Department of Biomedical Engineering, Tulane University, New Orleans, LA, USA.
BMC Bioinformatics. 2013 May 2;14:150. doi: 10.1186/1471-2105-14-150.
Copy number variation (CNV) is an important structural variation (SV) in human genome. Various studies have shown that CNVs are associated with complex diseases. Traditional CNV detection methods such as fluorescence in situ hybridization (FISH) and array comparative genomic hybridization (aCGH) suffer from low resolution. The next generation sequencing (NGS) technique promises a higher resolution detection of CNVs and several methods were recently proposed for realizing such a promise. However, the performances of these methods are not robust under some conditions, e.g., some of them may fail to detect CNVs of short sizes. There has been a strong demand for reliable detection of CNVs from high resolution NGS data.

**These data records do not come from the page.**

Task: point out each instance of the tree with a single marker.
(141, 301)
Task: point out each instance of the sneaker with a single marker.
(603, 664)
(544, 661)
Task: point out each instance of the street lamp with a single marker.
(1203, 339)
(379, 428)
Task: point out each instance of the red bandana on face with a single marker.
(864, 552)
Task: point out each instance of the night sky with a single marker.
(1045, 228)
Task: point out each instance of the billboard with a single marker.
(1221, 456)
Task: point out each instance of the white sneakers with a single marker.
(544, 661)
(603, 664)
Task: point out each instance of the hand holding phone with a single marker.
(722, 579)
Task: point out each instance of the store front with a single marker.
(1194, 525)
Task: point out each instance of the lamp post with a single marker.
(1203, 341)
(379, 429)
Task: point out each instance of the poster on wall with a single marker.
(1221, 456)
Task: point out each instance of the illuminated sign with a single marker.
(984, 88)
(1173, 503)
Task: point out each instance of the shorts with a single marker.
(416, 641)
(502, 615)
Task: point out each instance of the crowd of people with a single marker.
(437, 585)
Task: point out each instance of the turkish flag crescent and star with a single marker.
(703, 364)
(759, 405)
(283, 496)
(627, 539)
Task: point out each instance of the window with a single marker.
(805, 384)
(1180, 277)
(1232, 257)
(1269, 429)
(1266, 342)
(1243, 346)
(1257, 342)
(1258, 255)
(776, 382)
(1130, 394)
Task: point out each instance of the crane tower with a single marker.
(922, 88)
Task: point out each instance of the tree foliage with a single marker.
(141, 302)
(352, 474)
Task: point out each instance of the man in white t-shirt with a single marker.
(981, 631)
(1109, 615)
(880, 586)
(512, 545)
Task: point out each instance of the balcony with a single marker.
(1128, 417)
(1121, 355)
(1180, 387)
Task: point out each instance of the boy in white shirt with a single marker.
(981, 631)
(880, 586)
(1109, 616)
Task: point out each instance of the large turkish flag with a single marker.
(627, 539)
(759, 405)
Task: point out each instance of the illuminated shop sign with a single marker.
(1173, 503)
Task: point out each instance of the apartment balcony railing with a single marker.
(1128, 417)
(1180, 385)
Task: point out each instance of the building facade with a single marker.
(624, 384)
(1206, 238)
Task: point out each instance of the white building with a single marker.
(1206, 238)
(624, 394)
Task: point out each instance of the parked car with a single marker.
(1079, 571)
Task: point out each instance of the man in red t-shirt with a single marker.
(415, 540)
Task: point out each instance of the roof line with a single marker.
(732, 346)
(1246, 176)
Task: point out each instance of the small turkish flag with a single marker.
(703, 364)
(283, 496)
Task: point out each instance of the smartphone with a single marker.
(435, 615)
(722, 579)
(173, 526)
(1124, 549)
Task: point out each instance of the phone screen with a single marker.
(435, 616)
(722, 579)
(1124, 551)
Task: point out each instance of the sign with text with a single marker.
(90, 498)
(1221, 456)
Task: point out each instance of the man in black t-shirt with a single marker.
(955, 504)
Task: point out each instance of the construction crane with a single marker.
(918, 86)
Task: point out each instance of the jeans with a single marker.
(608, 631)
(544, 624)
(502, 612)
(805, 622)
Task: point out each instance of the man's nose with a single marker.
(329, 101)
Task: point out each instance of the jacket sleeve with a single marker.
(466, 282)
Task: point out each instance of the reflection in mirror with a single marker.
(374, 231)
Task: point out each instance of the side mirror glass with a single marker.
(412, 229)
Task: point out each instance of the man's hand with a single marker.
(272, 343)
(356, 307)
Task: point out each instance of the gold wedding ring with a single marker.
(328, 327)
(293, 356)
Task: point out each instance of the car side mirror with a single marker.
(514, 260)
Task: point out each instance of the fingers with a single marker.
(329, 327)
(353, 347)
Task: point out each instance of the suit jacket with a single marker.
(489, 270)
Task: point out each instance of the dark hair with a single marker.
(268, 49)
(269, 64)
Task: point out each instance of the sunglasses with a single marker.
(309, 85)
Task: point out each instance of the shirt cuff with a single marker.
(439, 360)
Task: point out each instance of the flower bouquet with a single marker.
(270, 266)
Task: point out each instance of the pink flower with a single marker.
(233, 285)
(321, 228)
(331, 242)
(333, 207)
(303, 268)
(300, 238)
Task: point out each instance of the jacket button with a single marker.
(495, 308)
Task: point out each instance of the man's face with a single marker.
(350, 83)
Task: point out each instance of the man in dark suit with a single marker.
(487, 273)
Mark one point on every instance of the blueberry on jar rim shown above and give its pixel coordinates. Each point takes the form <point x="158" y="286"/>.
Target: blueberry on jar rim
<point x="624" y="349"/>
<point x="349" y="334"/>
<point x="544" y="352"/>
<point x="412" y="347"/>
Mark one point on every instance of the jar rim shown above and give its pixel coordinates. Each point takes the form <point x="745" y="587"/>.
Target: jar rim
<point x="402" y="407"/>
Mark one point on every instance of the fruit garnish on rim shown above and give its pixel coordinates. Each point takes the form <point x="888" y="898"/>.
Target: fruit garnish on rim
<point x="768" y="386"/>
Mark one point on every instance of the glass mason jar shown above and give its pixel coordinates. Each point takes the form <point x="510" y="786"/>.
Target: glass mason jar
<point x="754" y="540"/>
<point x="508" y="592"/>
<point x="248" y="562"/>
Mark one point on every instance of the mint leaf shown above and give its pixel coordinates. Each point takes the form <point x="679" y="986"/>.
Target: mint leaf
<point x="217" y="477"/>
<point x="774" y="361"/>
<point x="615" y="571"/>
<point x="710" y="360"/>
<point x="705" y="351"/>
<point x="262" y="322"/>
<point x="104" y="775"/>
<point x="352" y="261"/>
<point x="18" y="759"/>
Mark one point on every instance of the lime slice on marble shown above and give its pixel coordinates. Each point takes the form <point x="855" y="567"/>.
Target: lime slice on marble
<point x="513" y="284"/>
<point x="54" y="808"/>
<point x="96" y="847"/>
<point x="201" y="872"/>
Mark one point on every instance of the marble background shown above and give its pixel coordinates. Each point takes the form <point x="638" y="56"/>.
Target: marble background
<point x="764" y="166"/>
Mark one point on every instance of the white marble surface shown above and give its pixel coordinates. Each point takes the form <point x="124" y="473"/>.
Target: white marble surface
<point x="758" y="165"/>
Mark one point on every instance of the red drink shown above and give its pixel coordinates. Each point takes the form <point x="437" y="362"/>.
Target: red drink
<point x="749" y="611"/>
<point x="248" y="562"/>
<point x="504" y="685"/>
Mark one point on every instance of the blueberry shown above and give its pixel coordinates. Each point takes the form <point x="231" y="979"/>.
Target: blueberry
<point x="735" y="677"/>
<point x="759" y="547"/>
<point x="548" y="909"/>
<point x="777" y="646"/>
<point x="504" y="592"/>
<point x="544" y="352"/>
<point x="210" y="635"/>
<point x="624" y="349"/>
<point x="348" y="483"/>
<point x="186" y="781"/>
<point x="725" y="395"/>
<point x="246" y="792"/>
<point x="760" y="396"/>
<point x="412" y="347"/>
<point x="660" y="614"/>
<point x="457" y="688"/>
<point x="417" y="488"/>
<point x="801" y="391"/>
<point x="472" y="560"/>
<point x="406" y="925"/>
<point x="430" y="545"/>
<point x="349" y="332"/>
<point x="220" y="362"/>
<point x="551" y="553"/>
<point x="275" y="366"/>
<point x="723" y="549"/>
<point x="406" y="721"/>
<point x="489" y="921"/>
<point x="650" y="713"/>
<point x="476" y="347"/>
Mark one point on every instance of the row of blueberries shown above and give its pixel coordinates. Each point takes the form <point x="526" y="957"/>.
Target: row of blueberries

A novel and robust method to detect CNV from short sequencing reads is proposed in this study. The detection of CNV is modeled as a change-point detection from the read depth (RD) signal derived from the NGS, which is fitted with a total variation (TV) penalized least squares model. The performance (e.g., sensitivity and specificity) of the proposed approach are evaluated by comparison with several recently published methods on both simulated and real data from the 1000 Genomes Project.
The experimental results showed that both the true positive rate and false positive rate of the proposed detection method do not change significantly for CNVs with different copy numbers and lengthes, when compared with several existing methods. Therefore, our proposed approach results in a more reliable detection of CNVs than the existing methods.
拷贝数变异(CNV)是人类基因组中的一种重要结构变异(SV)。多项研究表明,CNVs 与复杂疾病有关。荧光原位杂交(FISH)和阵列比较基因组杂交(aCGH)等传统的 CNV 检测方法分辨率较低。下一代测序(NGS)技术有望实现更高分辨率的 CNV 检测,最近提出了几种方法来实现这一目标。然而,在某些条件下,这些方法的性能并不稳健,例如,它们中的一些可能无法检测到短大小的 CNV。人们强烈需要从高分辨率 NGS 数据中可靠地检测 CNV。
本研究提出了一种从短测序读段中检测 CNV 的新颖而稳健的方法。将 CNV 的检测建模为从 NGS 衍生的读深度(RD)信号中进行的变点检测,该信号通过总变差(TV)惩罚最小二乘模型进行拟合。通过与来自 1000 基因组计划的模拟和真实数据的几个最近发表的方法进行比较,评估了所提出方法的性能(例如,灵敏度和特异性)。
实验结果表明,与几种现有方法相比,当比较具有不同拷贝数和长度的 CNV 时,所提出的检测方法的真阳性率和假阳性率都没有显著变化。因此,与现有方法相比,我们提出的方法可以更可靠地检测 CNVs。